After calculating all the travel times, we now build our precomputed dictionnary and Distance Matrix. We initialise the Distance matrix with 12h, and add the connections.

In [18]:
stations = [r[0] for r in times_df.select('HALTESTELLEN_NAME_1').distinct().collect()]

In [19]:
n_stations = len(stations)

In [20]:
min_travel_times = np.full((n_stations,n_stations), 60*24.) #maximal travel time is 1 day (this is way to much)

In [21]:
min_travel_times

array([[1440., 1440., 1440., ..., 1440., 1440., 1440.],
       [1440., 1440., 1440., ..., 1440., 1440., 1440.],
       [1440., 1440., 1440., ..., 1440., 1440., 1440.],
       ...,
       [1440., 1440., 1440., ..., 1440., 1440., 1440.],
       [1440., 1440., 1440., ..., 1440., 1440., 1440.],
       [1440., 1440., 1440., ..., 1440., 1440., 1440.]])

In [22]:
trips_df = times_df.filter(times_df.HALTESTELLEN_NAME_1!=times_df.HALTESTELLEN_NAME_2)

In [23]:
dist_times = trips_df.groupBy('HALTESTELLEN_NAME_1', 'HALTESTELLEN_NAME_2')\
                        .agg(F.min(trips_df.time))

In [24]:
df_pd = dist_times.toPandas()

In [25]:
stations_dict = dict(zip(stations, range(n_stations)))

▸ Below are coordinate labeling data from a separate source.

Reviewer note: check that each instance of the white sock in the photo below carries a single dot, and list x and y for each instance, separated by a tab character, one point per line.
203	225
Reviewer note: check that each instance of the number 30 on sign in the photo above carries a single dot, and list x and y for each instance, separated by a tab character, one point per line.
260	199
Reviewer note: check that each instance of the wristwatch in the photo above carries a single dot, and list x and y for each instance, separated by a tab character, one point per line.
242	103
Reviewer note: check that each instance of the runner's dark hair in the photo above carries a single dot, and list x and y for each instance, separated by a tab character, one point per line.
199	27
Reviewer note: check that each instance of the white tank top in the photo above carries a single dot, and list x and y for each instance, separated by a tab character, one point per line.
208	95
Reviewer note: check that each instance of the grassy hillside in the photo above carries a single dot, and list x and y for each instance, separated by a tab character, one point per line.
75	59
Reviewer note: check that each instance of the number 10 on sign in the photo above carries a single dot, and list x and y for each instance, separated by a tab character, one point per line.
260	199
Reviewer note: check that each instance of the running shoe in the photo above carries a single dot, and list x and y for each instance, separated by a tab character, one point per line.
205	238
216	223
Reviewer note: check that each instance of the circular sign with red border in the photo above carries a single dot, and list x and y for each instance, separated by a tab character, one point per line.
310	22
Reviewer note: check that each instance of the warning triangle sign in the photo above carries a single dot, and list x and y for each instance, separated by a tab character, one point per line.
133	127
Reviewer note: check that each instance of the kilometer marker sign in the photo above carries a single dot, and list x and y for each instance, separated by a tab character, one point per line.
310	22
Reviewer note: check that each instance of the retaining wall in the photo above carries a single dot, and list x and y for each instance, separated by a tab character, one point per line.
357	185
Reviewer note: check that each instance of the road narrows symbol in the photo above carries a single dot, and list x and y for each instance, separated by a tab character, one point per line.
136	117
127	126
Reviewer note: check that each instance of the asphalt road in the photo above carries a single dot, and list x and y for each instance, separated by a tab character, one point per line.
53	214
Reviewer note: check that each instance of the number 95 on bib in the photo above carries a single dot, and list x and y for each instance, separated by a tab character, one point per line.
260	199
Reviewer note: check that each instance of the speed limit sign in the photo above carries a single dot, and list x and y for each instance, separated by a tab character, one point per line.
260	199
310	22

### Use Floyd-Warshall Algorithm to find shortest path distances
Now, we use the Floyd-Warshall Algorithm to calculate our distance matrix.

First, add the train connections to our graph.

In [26]:
# add edges
for i, r in df_pd.iterrows():
    _i = stations_dict[r['HALTESTELLEN_NAME_1']]
    _j = stations_dict[r['HALTESTELLEN_NAME_2']]
    _t_min = r['min(time)']
    min_travel_times[_j,_i] = _t_min

Second, self-distance is 0.

In [27]:
# self-distance is 0
for i in range(n_stations):
    min_travel_times[i,i]=0

Third, add walking times.

In [28]:
# first, load all the necessary data
import pickle
with open('./data/station_from_index.pkl', 'rb') as handle:
    station_from_index = pickle.load(handle)
with open('./data/index_from_station.pkl', 'rb') as handle:
    index_from_station = pickle.load(handle)
walking_distances = np.load('./data/walking_distances.npy')
walking_distances = np.sqrt(walking_distances)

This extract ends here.